Avec Die Soldaten, l’œuvre phare du théâtre lyrique après Lulu d’Alban Berg, Bernd Aloïs Zimmermann renoue avec le concept de Wozzeck du même Berg, qui se fonde sur la pièce Woyzeck de Georg Büchner (1813-1837), qui lui-même prend Lenz pour modèle, en attribuant à ses scènes des titres relatifs aux formes musicales du passé qui consistent non pas à décrire une forme concrète, contrairement à Berg, mais une ambiance. « Büchner s’appuie sur Lenz ; Lenz est donc l’original, écrira Zimmermann le 15 février 1958. La différence essentielle tient à la tendance sociale de Wozzeck par rapport à celle purement humaine de Lenz : un cas tout à fait général dans la situation de l’absurde : ce n’est certes pas un hasard si Brecht a travaillé sur le Précepteur de Lenz et l’a mis en scène, et ce n’est certes pas un hasard si la redécouverte de Hölderlin dans les années vingt a été précédée par la redécouverte de Lenz. »
C’est Erich Bormann, alors
directeur artistique de l’Opéra de Cologne, ville où résidait le compositeur
rhénan non loin de Karlheinz Stockhausen, qui attira l’attention de Bernd Aloïs Zimmermann sur la pièce de Jakob
Lenz. Le compositeur adapte lui-même le texte concis originel constitué de
phrases brèves qui n’appellent pas a priori de développements et effusions lyriques
auxquels le compositeur ajoute donc des poèmes du même Lenz. Ces courtes scènes qui se succèdent rapidement sont appliquées par Lenz pour briser l’unité de temps
et la logique d’action, ce qui correspondait à ce que Zimmermann cherchait à
appliquer dans sa propre écriture qui s’appuyait sur la mouvance dodécaphonique
héritée d’Anton Webern et l’idée de métamorphoses musicales. Outre la pièce,
Zimmermann a donc sélectionné quatre autres textes de Lenz, l’air de Charlotte
dans la première scène de l’acte initial (« Herz,
kleines Ding »), celui de Desportes dans la troisième scène du même
acte (« Alle Schmerzen »),
le Lied zum deutschen Tanz dans la
première scène de l’acte II, et le trio « Ach
ihr Wünsche junger Jahre » (Ah,
les désirs de vos jeunes années). Le seul moment où Zimmermann s’éloigne
des écrits de Lenz se situe à la fin de l’œuvre, quand Marie n’est pas reconnue
par son père, et que l’action se termine sur une catastrophe d’ampleur
apocalyptique avec une rythmique durement martelée comparable à celle de l’ouverture.

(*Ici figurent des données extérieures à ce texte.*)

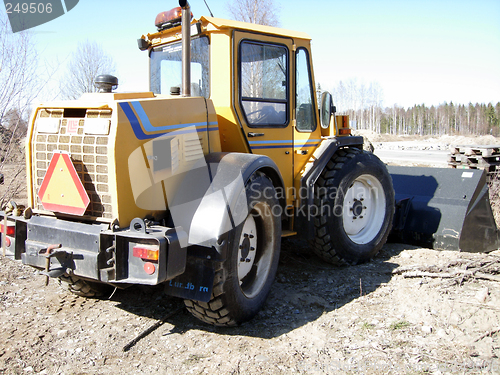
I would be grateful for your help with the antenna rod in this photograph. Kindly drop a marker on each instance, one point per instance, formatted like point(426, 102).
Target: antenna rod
point(186, 47)
point(211, 14)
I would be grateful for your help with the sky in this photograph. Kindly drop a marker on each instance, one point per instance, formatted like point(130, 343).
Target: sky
point(419, 52)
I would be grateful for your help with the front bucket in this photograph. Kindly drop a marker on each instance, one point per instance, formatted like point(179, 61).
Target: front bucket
point(442, 208)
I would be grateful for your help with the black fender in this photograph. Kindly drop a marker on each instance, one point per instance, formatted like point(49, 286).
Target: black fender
point(210, 219)
point(224, 206)
point(322, 155)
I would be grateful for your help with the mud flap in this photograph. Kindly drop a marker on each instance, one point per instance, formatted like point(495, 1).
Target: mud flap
point(442, 208)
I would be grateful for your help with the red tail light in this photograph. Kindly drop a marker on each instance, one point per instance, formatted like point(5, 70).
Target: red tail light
point(11, 230)
point(146, 252)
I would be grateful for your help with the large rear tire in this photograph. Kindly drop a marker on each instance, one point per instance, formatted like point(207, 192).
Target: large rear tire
point(355, 199)
point(243, 281)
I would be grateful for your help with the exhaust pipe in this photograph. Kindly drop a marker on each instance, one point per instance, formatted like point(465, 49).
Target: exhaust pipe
point(186, 47)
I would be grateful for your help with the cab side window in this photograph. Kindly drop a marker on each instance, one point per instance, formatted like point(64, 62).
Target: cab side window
point(305, 114)
point(264, 84)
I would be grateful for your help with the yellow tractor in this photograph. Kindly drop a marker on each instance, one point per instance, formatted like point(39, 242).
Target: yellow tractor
point(194, 183)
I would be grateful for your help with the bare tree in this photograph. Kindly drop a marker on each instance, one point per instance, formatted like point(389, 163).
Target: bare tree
point(255, 11)
point(86, 63)
point(19, 86)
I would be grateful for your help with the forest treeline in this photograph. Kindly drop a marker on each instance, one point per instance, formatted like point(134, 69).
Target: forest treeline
point(363, 104)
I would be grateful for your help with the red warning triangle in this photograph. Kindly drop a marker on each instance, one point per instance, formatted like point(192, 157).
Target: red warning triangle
point(61, 189)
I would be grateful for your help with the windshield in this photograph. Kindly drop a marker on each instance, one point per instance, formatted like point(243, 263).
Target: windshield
point(166, 68)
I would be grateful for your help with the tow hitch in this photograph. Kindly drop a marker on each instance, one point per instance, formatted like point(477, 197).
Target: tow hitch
point(63, 256)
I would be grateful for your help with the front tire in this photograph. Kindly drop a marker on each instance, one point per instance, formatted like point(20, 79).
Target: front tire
point(355, 198)
point(243, 281)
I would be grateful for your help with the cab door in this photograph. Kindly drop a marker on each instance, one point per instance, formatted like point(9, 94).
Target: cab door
point(262, 97)
point(306, 132)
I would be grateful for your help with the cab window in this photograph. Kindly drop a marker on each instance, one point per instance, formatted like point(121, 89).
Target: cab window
point(264, 84)
point(305, 114)
point(166, 67)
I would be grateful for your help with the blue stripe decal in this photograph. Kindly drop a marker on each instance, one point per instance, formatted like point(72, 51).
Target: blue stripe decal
point(150, 128)
point(257, 145)
point(285, 141)
point(283, 146)
point(139, 133)
point(136, 127)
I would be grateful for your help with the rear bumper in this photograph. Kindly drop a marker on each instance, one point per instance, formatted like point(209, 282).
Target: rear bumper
point(95, 252)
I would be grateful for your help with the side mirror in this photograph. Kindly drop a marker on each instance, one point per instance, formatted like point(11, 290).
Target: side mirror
point(327, 109)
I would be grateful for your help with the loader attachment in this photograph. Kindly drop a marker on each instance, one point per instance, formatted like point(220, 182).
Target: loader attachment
point(442, 208)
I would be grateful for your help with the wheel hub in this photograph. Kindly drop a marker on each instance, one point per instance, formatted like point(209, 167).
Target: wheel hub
point(247, 246)
point(364, 209)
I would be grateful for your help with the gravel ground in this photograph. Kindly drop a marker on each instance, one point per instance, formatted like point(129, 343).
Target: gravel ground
point(409, 311)
point(393, 315)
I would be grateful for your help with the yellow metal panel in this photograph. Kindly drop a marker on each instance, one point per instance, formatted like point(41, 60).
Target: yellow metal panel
point(236, 25)
point(140, 187)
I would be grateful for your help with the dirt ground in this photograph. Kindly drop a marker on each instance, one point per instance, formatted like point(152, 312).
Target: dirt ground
point(409, 311)
point(394, 315)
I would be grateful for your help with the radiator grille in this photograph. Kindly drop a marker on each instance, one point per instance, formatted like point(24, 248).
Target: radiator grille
point(89, 155)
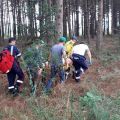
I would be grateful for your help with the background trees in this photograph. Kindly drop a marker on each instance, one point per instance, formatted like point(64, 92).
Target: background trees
point(45, 18)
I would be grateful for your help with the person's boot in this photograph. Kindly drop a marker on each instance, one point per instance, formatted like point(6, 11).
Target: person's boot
point(16, 91)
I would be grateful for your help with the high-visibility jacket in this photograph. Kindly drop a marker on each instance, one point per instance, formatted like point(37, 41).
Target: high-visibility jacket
point(68, 47)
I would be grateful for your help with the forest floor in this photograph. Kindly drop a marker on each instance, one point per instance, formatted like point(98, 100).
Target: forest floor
point(103, 75)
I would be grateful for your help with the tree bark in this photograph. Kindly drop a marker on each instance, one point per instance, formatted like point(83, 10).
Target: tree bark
point(100, 26)
point(59, 18)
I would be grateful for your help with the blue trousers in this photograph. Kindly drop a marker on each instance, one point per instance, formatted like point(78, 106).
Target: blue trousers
point(78, 63)
point(54, 70)
point(16, 70)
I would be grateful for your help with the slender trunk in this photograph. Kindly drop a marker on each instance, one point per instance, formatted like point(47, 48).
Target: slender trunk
point(59, 18)
point(2, 20)
point(64, 18)
point(100, 26)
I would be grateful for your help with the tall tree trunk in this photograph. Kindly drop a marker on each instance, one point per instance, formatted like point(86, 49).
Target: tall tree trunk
point(100, 26)
point(77, 18)
point(2, 19)
point(64, 18)
point(68, 18)
point(59, 18)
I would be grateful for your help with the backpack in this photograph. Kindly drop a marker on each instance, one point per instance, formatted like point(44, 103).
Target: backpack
point(6, 61)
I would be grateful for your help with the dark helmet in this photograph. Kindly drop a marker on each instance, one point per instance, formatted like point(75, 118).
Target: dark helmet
point(74, 38)
point(11, 39)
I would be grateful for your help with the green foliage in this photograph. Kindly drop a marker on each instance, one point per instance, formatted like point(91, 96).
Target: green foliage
point(93, 104)
point(35, 58)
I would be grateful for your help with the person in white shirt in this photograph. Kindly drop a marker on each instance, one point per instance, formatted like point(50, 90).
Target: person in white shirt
point(79, 60)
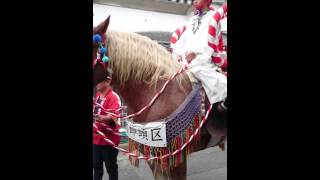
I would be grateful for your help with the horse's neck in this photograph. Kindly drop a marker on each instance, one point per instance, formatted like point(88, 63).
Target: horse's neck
point(136, 96)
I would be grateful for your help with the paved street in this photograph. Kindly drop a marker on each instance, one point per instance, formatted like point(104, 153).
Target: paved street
point(209, 164)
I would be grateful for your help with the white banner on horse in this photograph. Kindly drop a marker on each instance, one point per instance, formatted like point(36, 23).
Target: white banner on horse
point(151, 134)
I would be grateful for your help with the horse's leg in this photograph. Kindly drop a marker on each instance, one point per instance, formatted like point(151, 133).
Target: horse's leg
point(177, 173)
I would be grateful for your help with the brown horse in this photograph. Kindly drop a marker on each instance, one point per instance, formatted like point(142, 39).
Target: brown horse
point(139, 69)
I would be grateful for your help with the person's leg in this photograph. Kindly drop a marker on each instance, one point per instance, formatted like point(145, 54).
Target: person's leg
point(97, 162)
point(110, 157)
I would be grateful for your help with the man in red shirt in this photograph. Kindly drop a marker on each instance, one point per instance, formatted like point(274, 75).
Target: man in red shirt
point(104, 151)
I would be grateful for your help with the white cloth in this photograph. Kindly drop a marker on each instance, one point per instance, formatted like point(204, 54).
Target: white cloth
point(213, 82)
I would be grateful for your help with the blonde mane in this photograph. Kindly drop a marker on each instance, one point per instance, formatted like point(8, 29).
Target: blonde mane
point(137, 58)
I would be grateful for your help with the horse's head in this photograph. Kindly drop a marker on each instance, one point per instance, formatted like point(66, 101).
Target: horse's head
point(99, 58)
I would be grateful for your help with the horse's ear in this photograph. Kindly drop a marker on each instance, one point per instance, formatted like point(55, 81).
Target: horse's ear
point(102, 27)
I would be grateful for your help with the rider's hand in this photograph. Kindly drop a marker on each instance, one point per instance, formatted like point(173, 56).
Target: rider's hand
point(190, 56)
point(103, 118)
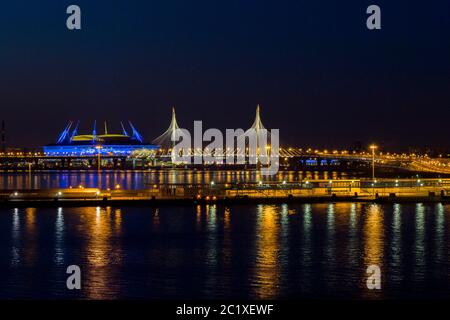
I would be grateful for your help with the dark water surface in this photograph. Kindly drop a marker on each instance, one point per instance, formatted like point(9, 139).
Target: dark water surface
point(242, 251)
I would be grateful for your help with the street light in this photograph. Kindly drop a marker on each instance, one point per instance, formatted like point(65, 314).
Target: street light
point(373, 147)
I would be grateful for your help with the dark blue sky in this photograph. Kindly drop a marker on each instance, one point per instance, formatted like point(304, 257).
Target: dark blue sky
point(318, 73)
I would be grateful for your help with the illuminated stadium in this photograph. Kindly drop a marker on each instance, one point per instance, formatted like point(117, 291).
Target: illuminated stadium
point(70, 142)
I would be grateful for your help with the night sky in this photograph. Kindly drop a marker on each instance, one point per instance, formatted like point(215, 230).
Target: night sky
point(318, 73)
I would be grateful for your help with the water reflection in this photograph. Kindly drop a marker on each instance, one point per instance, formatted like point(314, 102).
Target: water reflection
point(143, 179)
point(213, 251)
point(15, 238)
point(419, 246)
point(373, 236)
point(440, 231)
point(30, 245)
point(396, 247)
point(102, 256)
point(59, 237)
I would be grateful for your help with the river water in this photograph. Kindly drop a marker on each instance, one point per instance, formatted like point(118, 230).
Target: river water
point(133, 180)
point(239, 251)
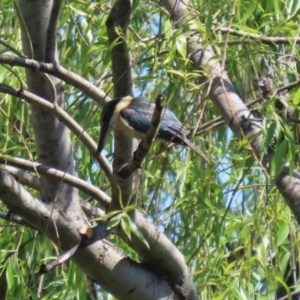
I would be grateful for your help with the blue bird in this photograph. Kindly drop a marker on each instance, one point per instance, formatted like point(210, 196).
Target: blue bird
point(132, 116)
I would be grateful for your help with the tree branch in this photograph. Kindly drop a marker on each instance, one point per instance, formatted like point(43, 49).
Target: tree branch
point(82, 185)
point(101, 261)
point(63, 117)
point(60, 72)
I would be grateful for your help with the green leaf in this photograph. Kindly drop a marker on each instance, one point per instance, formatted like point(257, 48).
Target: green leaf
point(282, 233)
point(180, 42)
point(269, 135)
point(137, 232)
point(296, 98)
point(113, 222)
point(278, 160)
point(126, 226)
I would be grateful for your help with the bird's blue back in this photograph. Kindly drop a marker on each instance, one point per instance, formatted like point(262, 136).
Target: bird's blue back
point(139, 113)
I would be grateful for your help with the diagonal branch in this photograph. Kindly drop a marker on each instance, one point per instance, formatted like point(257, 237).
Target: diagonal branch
point(63, 117)
point(233, 110)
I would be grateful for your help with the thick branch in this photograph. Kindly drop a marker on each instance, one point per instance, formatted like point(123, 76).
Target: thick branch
point(64, 118)
point(60, 72)
point(101, 261)
point(233, 110)
point(82, 185)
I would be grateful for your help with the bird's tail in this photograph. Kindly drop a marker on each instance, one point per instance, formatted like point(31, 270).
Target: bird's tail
point(193, 147)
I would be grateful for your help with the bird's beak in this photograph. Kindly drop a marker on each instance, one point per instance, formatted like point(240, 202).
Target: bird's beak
point(103, 134)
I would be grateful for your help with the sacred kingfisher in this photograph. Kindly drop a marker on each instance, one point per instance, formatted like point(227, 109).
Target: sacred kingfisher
point(132, 116)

Les personnages sont tous les victimes d’un sort dont ils ne maîtrisent ni les
tenants ni les aboutissants. Ainsi, Stolzius, qui se suicide comme le fera le
compositeur lui-même cinq ans après la création de l’opéra, s’avère par le choix
de Zimmermann comme la volonté d’un homme insoumis qui se révolte contre le
tourbillon inéluctable qui l’emporte et s’en délivre par la mort, celle qu’il
donne à son rival puis à lui-même. Zimmermann entendait réaliser son dessein au
moyen d’une langue poétique, qui est selon lui extrêmement plastique, et
surtout par le biais d’une construction dramatique qui n’a guère d'équivalent. « Le
tout, écrivait-il à Ludwig Strecker en août 1958, possède une efficacité
scénique extraordinaire : dans la pièce de théâtre, et pas moins dans l’opéra,
après une concentration adéquate, dans la mesure bien entendu où la musique est
bonne. […] Ce dont il s’agit ici est actuel pour toutes les époques : la
perfidie, la versatilité de la société humaine, quelle que soit sa composition,
l’innocence et sa déchéance ; coupable et innocent, cela existe à toutes
les époques. Il ne s’agit donc pas tellement de Marie ou de Stolzius, mais au
contraire d’une situation dans laquelle Marie et Stolzius sont tombés. […] Le
texte poétique sera traité au moyen d’une large échelle, allant du texte parlé
jusqu’au chant, avec toutes les nuances que connait l’opéra moderne ; à
quoi il faudrait ajouter que j’y ai aussi apporté quelque chose de nouveau. L’opéra
sera composé comme une suite de pièces séparées. La seule exception est le [quatrième]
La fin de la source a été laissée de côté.